こうしたコールを正当化する要因は、いくつかある:
- 相手のストーリーが噛み合わない。このリバーに至るまで、多くのバリューハンドならもっと早い段階でレイズしていたか、別のベットサイズを選んでいたはずだ。
- ブロッカーが重要になる。キングやフォーを保持していることで相手の強いハンドの一部が減り、ブラフの可能性が高まる。
- ポットオッズが基準を決める。コールのリスクがポットの見返りより小さければ、損益分岐点を超えるにはごく一部の確率で正しければよい。
- トーナメントの状況がアグレッションを後押しすることもある。残り4人で賞金のジャンプが大きければ、相手は最大限のプレッシャーをかけたくなる。

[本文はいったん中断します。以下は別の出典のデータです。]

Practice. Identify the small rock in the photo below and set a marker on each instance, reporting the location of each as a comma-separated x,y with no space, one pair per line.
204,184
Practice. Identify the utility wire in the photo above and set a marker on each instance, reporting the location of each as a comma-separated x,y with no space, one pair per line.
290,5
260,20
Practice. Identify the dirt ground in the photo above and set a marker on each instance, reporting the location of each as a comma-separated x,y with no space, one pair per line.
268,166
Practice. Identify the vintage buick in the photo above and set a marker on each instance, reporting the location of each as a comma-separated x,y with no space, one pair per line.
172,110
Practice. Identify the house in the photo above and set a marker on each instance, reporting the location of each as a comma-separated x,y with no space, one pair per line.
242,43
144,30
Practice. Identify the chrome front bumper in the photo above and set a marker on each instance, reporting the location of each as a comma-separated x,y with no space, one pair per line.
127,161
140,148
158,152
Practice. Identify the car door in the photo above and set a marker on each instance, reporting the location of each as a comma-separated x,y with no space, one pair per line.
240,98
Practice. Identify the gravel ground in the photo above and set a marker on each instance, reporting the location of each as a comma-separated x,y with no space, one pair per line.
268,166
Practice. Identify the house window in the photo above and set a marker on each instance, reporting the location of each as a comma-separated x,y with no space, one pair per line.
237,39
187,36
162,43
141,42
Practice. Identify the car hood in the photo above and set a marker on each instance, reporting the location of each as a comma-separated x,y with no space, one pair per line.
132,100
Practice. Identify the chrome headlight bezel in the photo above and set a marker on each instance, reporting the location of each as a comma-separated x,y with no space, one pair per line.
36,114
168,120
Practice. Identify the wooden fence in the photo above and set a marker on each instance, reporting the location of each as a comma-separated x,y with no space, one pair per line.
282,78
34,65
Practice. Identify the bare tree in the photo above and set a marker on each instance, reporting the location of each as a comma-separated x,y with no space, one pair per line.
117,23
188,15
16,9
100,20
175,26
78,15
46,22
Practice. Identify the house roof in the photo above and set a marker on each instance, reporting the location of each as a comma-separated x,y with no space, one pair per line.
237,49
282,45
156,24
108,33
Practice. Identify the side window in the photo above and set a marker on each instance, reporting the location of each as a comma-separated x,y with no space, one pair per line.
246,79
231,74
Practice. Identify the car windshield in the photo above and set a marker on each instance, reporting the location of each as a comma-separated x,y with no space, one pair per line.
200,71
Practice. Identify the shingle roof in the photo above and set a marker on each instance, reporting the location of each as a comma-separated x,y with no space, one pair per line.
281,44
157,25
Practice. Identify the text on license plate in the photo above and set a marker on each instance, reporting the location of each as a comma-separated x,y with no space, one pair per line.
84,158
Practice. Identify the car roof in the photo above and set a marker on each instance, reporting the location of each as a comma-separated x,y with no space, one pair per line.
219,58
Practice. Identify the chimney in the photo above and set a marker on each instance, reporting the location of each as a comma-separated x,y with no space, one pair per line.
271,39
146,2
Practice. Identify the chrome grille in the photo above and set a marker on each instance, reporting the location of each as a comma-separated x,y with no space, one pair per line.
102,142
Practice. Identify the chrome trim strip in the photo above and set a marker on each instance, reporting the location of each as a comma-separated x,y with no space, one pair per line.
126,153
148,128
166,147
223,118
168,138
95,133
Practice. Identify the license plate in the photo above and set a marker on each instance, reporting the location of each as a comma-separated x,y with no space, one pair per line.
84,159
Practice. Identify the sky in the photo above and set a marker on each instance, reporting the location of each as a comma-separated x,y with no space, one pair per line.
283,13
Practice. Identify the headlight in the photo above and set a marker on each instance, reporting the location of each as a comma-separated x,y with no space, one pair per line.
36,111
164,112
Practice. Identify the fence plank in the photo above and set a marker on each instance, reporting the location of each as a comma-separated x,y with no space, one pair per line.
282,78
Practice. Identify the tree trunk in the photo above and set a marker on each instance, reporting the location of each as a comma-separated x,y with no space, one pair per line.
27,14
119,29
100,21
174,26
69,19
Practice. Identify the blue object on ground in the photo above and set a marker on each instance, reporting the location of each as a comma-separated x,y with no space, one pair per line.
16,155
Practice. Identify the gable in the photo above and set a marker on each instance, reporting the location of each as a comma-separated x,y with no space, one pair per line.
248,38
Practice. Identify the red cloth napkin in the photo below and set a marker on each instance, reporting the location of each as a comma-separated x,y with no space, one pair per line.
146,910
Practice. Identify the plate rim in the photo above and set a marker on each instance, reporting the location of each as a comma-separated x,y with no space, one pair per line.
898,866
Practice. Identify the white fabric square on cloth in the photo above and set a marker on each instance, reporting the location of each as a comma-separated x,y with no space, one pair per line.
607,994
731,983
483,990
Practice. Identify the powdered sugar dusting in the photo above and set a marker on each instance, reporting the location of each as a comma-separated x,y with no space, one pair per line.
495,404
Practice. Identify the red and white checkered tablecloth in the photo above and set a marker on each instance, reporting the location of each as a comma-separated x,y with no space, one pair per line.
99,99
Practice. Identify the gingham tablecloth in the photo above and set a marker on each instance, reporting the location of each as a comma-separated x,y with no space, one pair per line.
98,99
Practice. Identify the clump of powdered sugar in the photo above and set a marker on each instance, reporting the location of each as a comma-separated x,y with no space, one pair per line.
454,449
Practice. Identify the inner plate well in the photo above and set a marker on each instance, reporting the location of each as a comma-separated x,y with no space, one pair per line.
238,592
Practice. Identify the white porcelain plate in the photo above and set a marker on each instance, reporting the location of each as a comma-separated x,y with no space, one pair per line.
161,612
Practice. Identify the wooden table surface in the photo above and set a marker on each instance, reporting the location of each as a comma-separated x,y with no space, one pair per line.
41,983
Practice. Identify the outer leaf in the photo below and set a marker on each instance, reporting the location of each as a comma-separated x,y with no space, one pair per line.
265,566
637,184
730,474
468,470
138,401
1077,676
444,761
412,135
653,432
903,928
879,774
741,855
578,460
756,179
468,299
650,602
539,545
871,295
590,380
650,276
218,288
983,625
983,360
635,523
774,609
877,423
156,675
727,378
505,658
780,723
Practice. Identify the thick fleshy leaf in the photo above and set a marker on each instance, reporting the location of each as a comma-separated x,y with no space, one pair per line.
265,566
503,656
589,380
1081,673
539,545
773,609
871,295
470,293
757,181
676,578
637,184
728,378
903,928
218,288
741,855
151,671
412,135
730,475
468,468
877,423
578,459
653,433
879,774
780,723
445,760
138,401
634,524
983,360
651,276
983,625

とはいえ、これだけでヒーローコールが常に正しいわけではない。リード、タイミング、そして特定の相手に依存するハイバリアンスなプレーだ。今回はそのリードが的中し、ショートスタックからチップリードへと変わった。
結果が意味するもの
オーストラリアン・ポーカー・カップはWPTオーストラリア日程の序盤に位置し、バイイン1,150AUDという手頃さから幅広いフィールドが集まる。441エントリー、賞金プール441,000AUDという数字は、このイベントの地域における集客力を示している。
ジーにとって、この勝利には実利的なボーナスもある。ラスベガスで行われるWPTプライム・チャンピオンシップへのシートが得られ、より大きな国際フィールドで自分の調子を試すことになる。コヴェニーにとっては、スピーディーで大規模なフィールドでの準優勝は立派な結果だ。
より大きな視点
低〜中額バイインのトーナメントで深く進むかどうかは、絶え間ないアグレッションよりも、ほんの一握りの判断にかかっていることが多い。ジーのトーナメントはまさにそのパターンだった。ショートスタックで生き残り、スポットを選び、一度の絶妙なタイミングのコールをチップリードに変え、それを守り切った。
このアプローチは、あらゆるレベルのプレイヤーにとって有用なリマインダーだ。終盤のチップリードは、単にチップが最も多いということではなく、不要な衝突を避けながらプレッシャーをかけ続けることにある。ジーのヘッズアップでのフィニッシュは、A-QでJ-Jを下して決着し、ファイナルテーブル最下位付近から始まったカムバックを締めくくった。